下の画像、2017年に撮影した1枚です。3年前の東京モーターショー、本田技研工業のブース風景でした。
この年の東京モーターショーで、ホンダは2台の電気自動車(EV)のプロトタイプ(試作モデル)を展示しています。画像の右側に写っているのは、当時「Honda Urban EV Concept」と名づけたプロトタイプモデルです。
こうしたプロトタイプというのは、そのまま市販できないような現実離れしたデザインであることも少なくないのですが、それにしてもこの一台、とても強い存在感を放っていたのを覚えています。クルマのオールドファンであればご存じかと思いますが、1972年に登場した、初代の「シビック」をどこか彷彿とさせます。前席のメーターまわりのデザインもそうで、インスツルメントパネルなど、液晶モニタを多用した未来型のものでありながら、どこか初代「シビック」のモチーフを用いている印象もありました。
で、東京モーターショーの現場で、担当デザイナーに尋ねました。すると、返事はこうだった。
「EVにおいては、抱きしめたくなるような可愛らしさが必要でしょう」
私、とても納得しました。どうしてか。EVって、冷たさというか得体の知れなさが、どうしてもつきまといがちです。エンジンを搭載した既存の車種に比べると、温かみが薄いんですね。
担当デザイナーの言葉に膝を打ったのは、「それを解消するのは愛嬌だ」という発想に合点がいったからなんです。
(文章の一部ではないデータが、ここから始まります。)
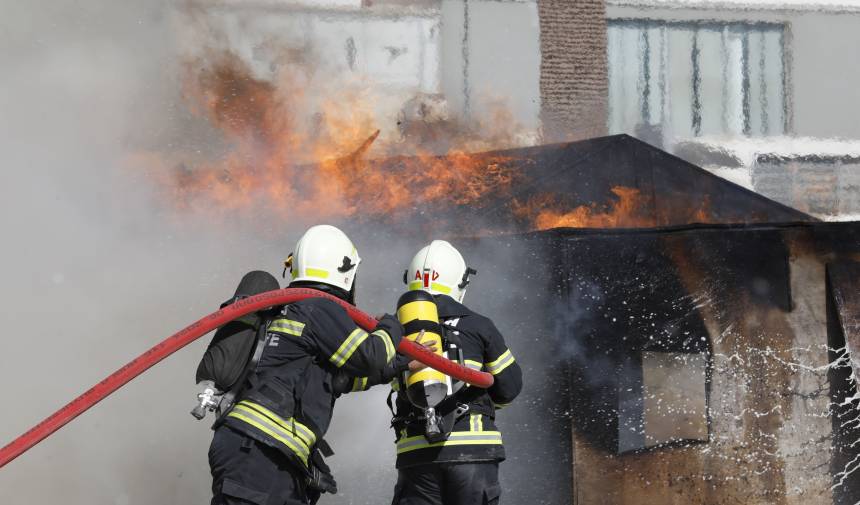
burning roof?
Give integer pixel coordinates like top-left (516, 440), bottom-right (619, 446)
top-left (141, 135), bottom-right (815, 235)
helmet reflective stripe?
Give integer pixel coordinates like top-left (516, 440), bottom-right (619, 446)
top-left (290, 224), bottom-right (361, 291)
top-left (404, 240), bottom-right (468, 302)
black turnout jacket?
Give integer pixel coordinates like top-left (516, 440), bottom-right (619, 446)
top-left (222, 298), bottom-right (402, 468)
top-left (352, 295), bottom-right (523, 468)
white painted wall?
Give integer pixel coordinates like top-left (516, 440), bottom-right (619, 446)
top-left (441, 0), bottom-right (540, 129)
top-left (607, 1), bottom-right (860, 139)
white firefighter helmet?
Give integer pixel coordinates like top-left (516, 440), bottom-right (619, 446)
top-left (286, 224), bottom-right (361, 293)
top-left (403, 240), bottom-right (477, 302)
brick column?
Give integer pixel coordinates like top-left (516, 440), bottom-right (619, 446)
top-left (538, 0), bottom-right (608, 142)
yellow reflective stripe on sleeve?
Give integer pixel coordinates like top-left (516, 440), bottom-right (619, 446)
top-left (352, 377), bottom-right (367, 392)
top-left (269, 319), bottom-right (305, 337)
top-left (371, 330), bottom-right (396, 363)
top-left (484, 349), bottom-right (514, 375)
top-left (463, 359), bottom-right (484, 370)
top-left (397, 431), bottom-right (502, 454)
top-left (329, 328), bottom-right (367, 368)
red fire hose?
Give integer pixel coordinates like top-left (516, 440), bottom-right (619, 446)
top-left (0, 288), bottom-right (493, 468)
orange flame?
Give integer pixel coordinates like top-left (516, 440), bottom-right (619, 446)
top-left (133, 52), bottom-right (520, 224)
top-left (514, 186), bottom-right (655, 230)
top-left (135, 47), bottom-right (706, 229)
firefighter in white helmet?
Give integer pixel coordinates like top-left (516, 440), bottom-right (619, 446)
top-left (209, 225), bottom-right (403, 505)
top-left (346, 240), bottom-right (522, 505)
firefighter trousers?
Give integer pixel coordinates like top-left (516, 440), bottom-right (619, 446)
top-left (209, 426), bottom-right (310, 505)
top-left (391, 461), bottom-right (502, 505)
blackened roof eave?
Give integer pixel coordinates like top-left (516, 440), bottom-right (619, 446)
top-left (612, 133), bottom-right (822, 222)
top-left (508, 221), bottom-right (860, 238)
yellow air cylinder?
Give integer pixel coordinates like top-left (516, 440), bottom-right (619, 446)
top-left (397, 290), bottom-right (451, 408)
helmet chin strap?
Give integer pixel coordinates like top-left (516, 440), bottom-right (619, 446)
top-left (457, 267), bottom-right (478, 289)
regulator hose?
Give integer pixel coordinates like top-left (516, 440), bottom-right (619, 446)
top-left (0, 288), bottom-right (493, 468)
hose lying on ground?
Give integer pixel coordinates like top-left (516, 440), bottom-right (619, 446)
top-left (0, 288), bottom-right (493, 468)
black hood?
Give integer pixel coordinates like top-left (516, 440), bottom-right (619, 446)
top-left (290, 281), bottom-right (355, 304)
top-left (433, 295), bottom-right (474, 318)
top-left (221, 270), bottom-right (281, 308)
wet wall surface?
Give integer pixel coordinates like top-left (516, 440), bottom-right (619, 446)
top-left (470, 223), bottom-right (860, 504)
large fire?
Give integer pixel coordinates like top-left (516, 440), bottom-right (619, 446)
top-left (514, 186), bottom-right (655, 230)
top-left (131, 46), bottom-right (680, 231)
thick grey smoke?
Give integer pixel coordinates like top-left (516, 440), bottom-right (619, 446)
top-left (0, 0), bottom-right (536, 505)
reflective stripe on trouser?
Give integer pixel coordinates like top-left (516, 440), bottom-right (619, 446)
top-left (391, 462), bottom-right (501, 505)
top-left (227, 400), bottom-right (316, 465)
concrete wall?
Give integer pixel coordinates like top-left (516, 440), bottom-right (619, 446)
top-left (570, 226), bottom-right (840, 505)
top-left (538, 0), bottom-right (608, 141)
top-left (441, 0), bottom-right (541, 129)
top-left (606, 2), bottom-right (860, 138)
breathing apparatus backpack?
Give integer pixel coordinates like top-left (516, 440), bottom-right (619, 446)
top-left (191, 270), bottom-right (280, 419)
top-left (397, 290), bottom-right (468, 443)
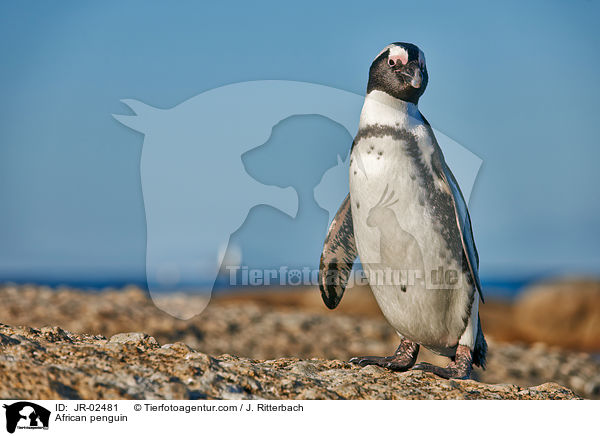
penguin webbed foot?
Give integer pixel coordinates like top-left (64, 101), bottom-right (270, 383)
top-left (350, 339), bottom-right (419, 371)
top-left (412, 345), bottom-right (473, 380)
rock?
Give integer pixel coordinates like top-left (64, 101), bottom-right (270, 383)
top-left (108, 332), bottom-right (159, 348)
top-left (0, 325), bottom-right (577, 399)
top-left (514, 280), bottom-right (600, 351)
top-left (0, 286), bottom-right (600, 399)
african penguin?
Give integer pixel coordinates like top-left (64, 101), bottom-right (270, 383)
top-left (319, 42), bottom-right (487, 378)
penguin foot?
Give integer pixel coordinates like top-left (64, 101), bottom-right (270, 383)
top-left (412, 345), bottom-right (473, 380)
top-left (350, 339), bottom-right (419, 371)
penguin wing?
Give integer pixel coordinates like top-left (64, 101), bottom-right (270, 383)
top-left (438, 152), bottom-right (485, 302)
top-left (319, 194), bottom-right (358, 309)
top-left (421, 114), bottom-right (485, 302)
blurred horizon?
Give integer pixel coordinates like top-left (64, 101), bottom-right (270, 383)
top-left (0, 0), bottom-right (600, 289)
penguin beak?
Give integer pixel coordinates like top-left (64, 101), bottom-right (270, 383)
top-left (396, 63), bottom-right (423, 89)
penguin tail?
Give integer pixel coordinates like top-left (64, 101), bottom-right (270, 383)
top-left (473, 317), bottom-right (487, 369)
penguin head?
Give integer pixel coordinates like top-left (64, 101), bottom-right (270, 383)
top-left (367, 42), bottom-right (429, 104)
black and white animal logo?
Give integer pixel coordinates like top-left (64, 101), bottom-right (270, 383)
top-left (3, 401), bottom-right (50, 433)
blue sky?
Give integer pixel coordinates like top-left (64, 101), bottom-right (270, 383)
top-left (0, 1), bottom-right (600, 279)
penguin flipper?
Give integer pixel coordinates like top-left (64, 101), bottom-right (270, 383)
top-left (319, 194), bottom-right (358, 309)
top-left (442, 162), bottom-right (485, 303)
top-left (420, 114), bottom-right (485, 303)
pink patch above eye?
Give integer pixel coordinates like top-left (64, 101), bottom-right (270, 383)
top-left (388, 52), bottom-right (408, 65)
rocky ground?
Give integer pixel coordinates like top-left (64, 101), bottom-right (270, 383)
top-left (0, 325), bottom-right (577, 400)
top-left (0, 285), bottom-right (600, 398)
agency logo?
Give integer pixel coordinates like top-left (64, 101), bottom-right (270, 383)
top-left (3, 401), bottom-right (50, 433)
top-left (113, 80), bottom-right (482, 319)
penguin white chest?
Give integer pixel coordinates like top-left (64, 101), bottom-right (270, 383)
top-left (350, 132), bottom-right (472, 354)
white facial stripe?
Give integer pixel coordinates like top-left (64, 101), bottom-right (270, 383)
top-left (389, 45), bottom-right (408, 65)
top-left (373, 44), bottom-right (393, 60)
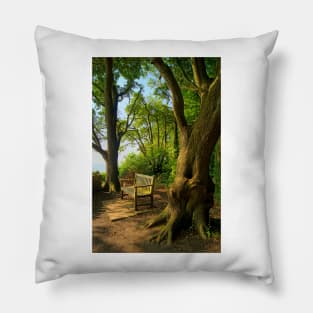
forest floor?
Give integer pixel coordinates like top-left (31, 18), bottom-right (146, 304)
top-left (92, 187), bottom-right (221, 253)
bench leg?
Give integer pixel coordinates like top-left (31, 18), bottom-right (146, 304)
top-left (134, 193), bottom-right (137, 211)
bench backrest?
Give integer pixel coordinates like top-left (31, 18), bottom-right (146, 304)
top-left (135, 173), bottom-right (154, 193)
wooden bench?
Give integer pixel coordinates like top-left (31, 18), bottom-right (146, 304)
top-left (120, 173), bottom-right (154, 210)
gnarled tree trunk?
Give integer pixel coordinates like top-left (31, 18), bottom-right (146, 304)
top-left (146, 58), bottom-right (221, 243)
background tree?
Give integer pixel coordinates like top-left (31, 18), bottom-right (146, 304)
top-left (121, 96), bottom-right (174, 176)
top-left (92, 58), bottom-right (141, 191)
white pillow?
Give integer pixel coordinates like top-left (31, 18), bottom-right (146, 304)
top-left (36, 27), bottom-right (277, 283)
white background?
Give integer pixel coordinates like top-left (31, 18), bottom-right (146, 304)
top-left (0, 0), bottom-right (313, 313)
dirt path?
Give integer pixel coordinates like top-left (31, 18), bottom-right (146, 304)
top-left (93, 188), bottom-right (220, 253)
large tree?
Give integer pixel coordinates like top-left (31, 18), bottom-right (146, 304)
top-left (147, 58), bottom-right (221, 243)
top-left (92, 58), bottom-right (142, 191)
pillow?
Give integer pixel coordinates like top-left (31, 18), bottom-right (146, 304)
top-left (35, 27), bottom-right (278, 283)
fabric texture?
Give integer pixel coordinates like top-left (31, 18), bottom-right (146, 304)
top-left (35, 27), bottom-right (278, 283)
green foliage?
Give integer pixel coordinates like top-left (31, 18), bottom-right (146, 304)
top-left (119, 153), bottom-right (153, 177)
top-left (92, 171), bottom-right (105, 192)
top-left (92, 58), bottom-right (221, 193)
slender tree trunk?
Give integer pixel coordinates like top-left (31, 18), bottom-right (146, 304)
top-left (104, 58), bottom-right (120, 191)
top-left (146, 59), bottom-right (221, 244)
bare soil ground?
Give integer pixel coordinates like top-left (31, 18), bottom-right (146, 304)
top-left (92, 188), bottom-right (221, 253)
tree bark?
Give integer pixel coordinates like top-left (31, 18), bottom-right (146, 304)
top-left (146, 58), bottom-right (221, 244)
top-left (104, 58), bottom-right (121, 191)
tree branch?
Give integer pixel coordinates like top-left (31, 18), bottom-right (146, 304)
top-left (191, 58), bottom-right (210, 90)
top-left (151, 58), bottom-right (188, 145)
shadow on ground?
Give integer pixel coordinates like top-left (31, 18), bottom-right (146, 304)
top-left (93, 188), bottom-right (220, 253)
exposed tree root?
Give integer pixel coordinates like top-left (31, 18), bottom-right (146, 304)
top-left (144, 207), bottom-right (168, 228)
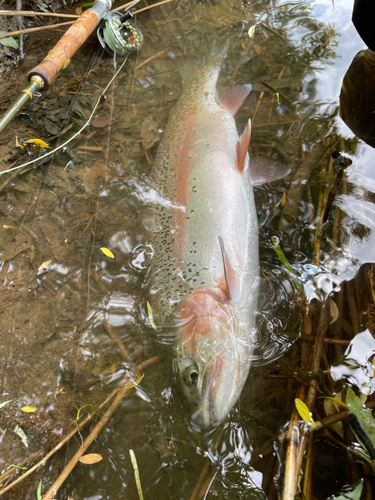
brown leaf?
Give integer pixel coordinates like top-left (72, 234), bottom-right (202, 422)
top-left (79, 453), bottom-right (103, 465)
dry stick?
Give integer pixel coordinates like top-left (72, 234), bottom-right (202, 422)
top-left (0, 0), bottom-right (138, 40)
top-left (251, 91), bottom-right (264, 125)
top-left (260, 80), bottom-right (292, 106)
top-left (0, 21), bottom-right (75, 40)
top-left (0, 355), bottom-right (160, 496)
top-left (302, 434), bottom-right (314, 498)
top-left (190, 427), bottom-right (224, 500)
top-left (294, 303), bottom-right (328, 492)
top-left (42, 376), bottom-right (140, 500)
top-left (282, 386), bottom-right (305, 500)
top-left (0, 10), bottom-right (79, 19)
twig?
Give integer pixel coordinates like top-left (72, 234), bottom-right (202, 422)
top-left (190, 427), bottom-right (224, 500)
top-left (283, 410), bottom-right (299, 500)
top-left (260, 80), bottom-right (292, 106)
top-left (0, 21), bottom-right (75, 40)
top-left (302, 433), bottom-right (314, 498)
top-left (0, 10), bottom-right (79, 19)
top-left (42, 376), bottom-right (141, 500)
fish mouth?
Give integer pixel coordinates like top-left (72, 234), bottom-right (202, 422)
top-left (199, 356), bottom-right (227, 427)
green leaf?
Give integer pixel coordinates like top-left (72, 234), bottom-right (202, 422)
top-left (13, 424), bottom-right (29, 448)
top-left (7, 464), bottom-right (28, 470)
top-left (294, 398), bottom-right (316, 427)
top-left (247, 24), bottom-right (256, 38)
top-left (21, 406), bottom-right (37, 413)
top-left (332, 482), bottom-right (363, 500)
top-left (100, 247), bottom-right (115, 259)
top-left (0, 399), bottom-right (13, 408)
top-left (36, 480), bottom-right (42, 500)
top-left (0, 31), bottom-right (18, 49)
top-left (346, 387), bottom-right (375, 448)
top-left (129, 450), bottom-right (143, 500)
クルマに限らず、日本のものづくりにおいてはは元来、無機質である機械に愛嬌を付加されるのはお手の物なはず。ソニーのイヌ型ロボット「アイボ」の例を引くまでもなく、それは間違いないと思います。
そういうお家芸を生かせれば、米国などの新興メーカーに比べて開発で遅れを取っているともいわれがちな日本発のEVの世界で、 独自の存在感を誇示できるかもしれない。2017年の東京モーターショーで、私はそう感じていました。
次の画像です。これは先月8月27日に日本で発表されたばかりの「Honda e」です。念のため、同社にも確認したのですが、「2017年のプロトタイプから、基本的なデザインは変えていません」とのことでした。ほぼそのまんま市販化したのですね。つまりは、担当デザイナーが主張していた愛嬌も、そのまんまということです。
車両本体価格は451万円からと、安くはありません。ただし年間の販売計画は1000台と控えめです。おそらく、このモデルを市販することで、今後のEV本格普及に向けて、実地での学びを得るとともに、同社のアイデンティを知らしめるのが主目的と考えられます。
もうひとつ、お話ししますね。私、いろんな場所で常々お伝えしていることがあります。商品開発って「何をして、何をしないか」を決めること、だと思うのです。「何をするか」と同じくらい大事なのが、「何をしないか」を見定めることであると…。
ホンダは、このEVニューモデルを登場させるにあたり、「したこと」はここまでお話ししてきた通り、冷たい印象をもたらしがちなEVに愛嬌を加えた部分であると私は解釈しています。それが他社のアプローチとは異なるという点も注目に値します。
では「しなかった」ことは何か。航続距離の優先です。EVって、ここまでほぼすべてのメーカーが、一回のフル充電で走ることのできる距離を競ってきました。まあ、それはわかります。充電切れになったら、ユーザーにすると目も当てられないから。
でも、この「Honda e」は、他メーカーのEVに比べると、5〜6割の距離しか一度のフル充電で走れません。またなぜなのかと推測すると、答えは簡単です。航続距離優先だとバッテリーは重くなるので何かと負荷がかかりますし、車載用のバッテリーはいまだ高価ですから車両本体価格に跳ね返ります。ホンダはそこをスパッと切った。で、その代わりに急速充電の性能を高めた。「これでいいじゃないか」と言いたげでもありますね。
どちらのメーカーの開発思想が正しいか…。言いたいことはたくさんありますが、今回のコラムの主旨と外れるので、ここでは省略させてください。ただ、ひとつだけ申し上げたいのは、「業界の常識を疑うことから、拓ける道もある」という話です。航続距離が短いこと一点をもって、このEV は消費者に受け入れられない、と断言していいとは、どうも私には思えません。
まとめます。無機質な存在に情緒を与えることは、日本のものづくりの得意領域であり、そこに商品開発のひとつのヒントがあること。そして、「何をなし、何をなさないか」の峻別が、尖った商品づくりには不可欠とも考えられること。
これはクルマ業界、あるいは大手メーカーの商品開発に限った話ではないと、私には感じられます。